A Guarda Revolucionária do Irã diz que atacou uma base área dos Estados Unidos em retaliação aos novos ataques que interromperam o cessar-fogo que estava vigente há quase dois meses. Segundo a organização militar, a base americana atingida fica na periferia do aeroporto de Bandar Abbas, a mesma que teria atacado o Irã nesta quarta-feira (27).
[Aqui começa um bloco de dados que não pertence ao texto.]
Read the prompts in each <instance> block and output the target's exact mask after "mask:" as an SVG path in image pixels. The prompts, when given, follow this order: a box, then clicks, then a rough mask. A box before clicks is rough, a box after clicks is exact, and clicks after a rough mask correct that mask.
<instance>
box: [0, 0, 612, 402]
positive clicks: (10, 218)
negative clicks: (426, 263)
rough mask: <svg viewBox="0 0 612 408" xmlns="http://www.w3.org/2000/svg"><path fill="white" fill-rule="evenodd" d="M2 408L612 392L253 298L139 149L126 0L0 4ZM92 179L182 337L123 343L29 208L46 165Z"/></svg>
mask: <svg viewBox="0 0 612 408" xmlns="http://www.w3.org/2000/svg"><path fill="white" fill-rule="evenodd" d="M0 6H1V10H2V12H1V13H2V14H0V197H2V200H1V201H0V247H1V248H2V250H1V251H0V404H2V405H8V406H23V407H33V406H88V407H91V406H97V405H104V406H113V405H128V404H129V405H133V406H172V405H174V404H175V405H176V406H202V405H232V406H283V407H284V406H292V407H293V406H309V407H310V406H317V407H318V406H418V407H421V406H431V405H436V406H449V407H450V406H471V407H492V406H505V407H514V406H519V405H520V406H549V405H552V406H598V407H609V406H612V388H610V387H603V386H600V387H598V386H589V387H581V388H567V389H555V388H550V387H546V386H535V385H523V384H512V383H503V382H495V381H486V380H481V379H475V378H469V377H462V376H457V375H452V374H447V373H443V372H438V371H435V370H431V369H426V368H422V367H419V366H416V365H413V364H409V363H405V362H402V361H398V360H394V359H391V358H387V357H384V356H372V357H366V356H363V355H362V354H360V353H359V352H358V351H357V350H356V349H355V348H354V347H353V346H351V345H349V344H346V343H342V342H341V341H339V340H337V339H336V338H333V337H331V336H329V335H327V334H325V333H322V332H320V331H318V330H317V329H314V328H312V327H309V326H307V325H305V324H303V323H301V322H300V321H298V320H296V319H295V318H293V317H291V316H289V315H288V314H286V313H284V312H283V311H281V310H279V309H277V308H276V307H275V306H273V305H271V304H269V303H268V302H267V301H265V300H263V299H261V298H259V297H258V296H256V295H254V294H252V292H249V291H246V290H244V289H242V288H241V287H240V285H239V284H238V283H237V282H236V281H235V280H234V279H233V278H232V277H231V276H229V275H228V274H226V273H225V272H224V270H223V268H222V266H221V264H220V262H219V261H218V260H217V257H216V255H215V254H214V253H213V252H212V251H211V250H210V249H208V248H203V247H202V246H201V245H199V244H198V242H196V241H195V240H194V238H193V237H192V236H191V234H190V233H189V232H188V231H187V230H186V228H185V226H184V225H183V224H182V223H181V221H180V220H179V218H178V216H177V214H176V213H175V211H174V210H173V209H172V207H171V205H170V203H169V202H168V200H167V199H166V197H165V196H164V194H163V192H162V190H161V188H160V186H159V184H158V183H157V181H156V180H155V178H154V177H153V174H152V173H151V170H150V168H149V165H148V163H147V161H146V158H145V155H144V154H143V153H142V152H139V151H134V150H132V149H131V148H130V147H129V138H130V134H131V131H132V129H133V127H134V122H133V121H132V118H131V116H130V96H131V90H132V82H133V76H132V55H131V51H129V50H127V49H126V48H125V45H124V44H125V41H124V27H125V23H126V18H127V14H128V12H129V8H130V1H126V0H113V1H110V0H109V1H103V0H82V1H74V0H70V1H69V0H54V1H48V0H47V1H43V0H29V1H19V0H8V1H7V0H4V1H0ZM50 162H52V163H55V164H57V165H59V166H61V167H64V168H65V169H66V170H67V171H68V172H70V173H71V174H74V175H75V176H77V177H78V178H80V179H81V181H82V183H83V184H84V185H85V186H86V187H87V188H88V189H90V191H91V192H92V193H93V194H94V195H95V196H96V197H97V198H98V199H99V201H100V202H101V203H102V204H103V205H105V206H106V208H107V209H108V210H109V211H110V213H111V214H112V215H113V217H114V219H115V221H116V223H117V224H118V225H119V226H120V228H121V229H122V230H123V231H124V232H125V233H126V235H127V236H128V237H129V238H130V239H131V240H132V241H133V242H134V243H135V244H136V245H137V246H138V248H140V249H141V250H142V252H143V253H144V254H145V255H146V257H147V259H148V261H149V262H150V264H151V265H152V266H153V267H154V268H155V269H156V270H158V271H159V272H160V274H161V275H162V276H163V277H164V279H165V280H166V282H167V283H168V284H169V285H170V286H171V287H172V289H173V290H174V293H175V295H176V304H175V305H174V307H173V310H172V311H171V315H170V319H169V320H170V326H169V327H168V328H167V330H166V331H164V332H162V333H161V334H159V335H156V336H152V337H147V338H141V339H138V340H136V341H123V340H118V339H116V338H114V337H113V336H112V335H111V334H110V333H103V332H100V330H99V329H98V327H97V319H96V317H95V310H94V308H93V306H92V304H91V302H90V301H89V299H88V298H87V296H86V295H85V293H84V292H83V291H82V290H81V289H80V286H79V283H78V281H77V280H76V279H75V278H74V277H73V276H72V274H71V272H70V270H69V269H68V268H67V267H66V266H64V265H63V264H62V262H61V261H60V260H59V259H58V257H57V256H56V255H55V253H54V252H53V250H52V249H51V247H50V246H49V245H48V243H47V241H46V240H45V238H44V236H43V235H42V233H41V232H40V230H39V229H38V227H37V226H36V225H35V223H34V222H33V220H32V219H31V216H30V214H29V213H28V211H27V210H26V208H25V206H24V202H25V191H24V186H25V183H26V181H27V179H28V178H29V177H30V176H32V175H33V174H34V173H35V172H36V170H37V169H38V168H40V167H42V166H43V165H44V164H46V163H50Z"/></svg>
“Esta resposta é um aviso sério para que o inimigo saiba que a agressão não ficará sem resposta e, em caso de repetição, nossa resposta será ainda mais decisiva, sendo a responsabilidade e as consequências do agressor”, disse a Guarda Revolucionária do Irã.
Segundo a Reuters, militares dos EUA bombardearam uma instalação militar que autoridades americanas acreditavam representar ameaça a tropas do país e ao tráfego marítimo comercial no Estreito de Ormuz.
A autoridade, que falou sob condição de anonimato, afirmou ainda que forças americanas interceptaram e derrubaram vários drones iranianos considerados uma ameaça semelhante.
Mais cedo, a imprensa estatal iraniana informou que explosões foram ouvidas na região da cidade portuária de Bandar Abbas. Segundo a agência Fars News, sistemas de defesa aérea ficaram ativos por vários minutos.
A mesma região já havia sido alvo de bombardeios na madrugada de terça-feira (26). Na ocasião, militares americanos afirmaram ter atacado locais de lançamento de mísseis e embarcações iranianas que, segundo os EUA, instalavam minas subaquáticas.
A operação levou o Irã a acusar os Estados Unidos de violarem o acordo de cessar-fogo em vigor desde 7 de abril. Atualmente, os dois países negociam um tratado de paz para encerrar a guerra de forma definitiva.
Retomada da guerra
Também nesta quarta, o governo iraniano disse considerar improvável uma retomada da guerra contra os Estados Unidos. A Guarda Revolucionária afirmou que a “fraqueza” dos adversários reduz a chance de novos confrontos.
O conflito no Oriente Médio começou no fim de fevereiro, após ataques dos Estados Unidos e de Israel contra o Irã. A guerra se espalhou rapidamente por diferentes frentes, afetando toda a região e provocando uma crise no mercado global de energia.
Irã e Estados Unidos trocam acusações há semanas enquanto negociam um acordo mediado pelo Paquistão.
Em comunicado divulgado nesta quarta, o Ministério da Inteligência do Irã afirmou que os Estados Unidos e Israel continuam tentando derrubar a República Islâmica e fragmentar o país.
Por enquanto, nenhuma das partes demonstra disposição para ceder nos principais pontos das negociações, entre eles o controle do Estreito de Ormuz e o programa nuclear iraniano.
O Irã fechou de fato o Estreito de Ormuz, rota estratégica para o comércio global de petróleo e gás, enquanto os Estados Unidos responderam com um bloqueio naval aos portos iranianos.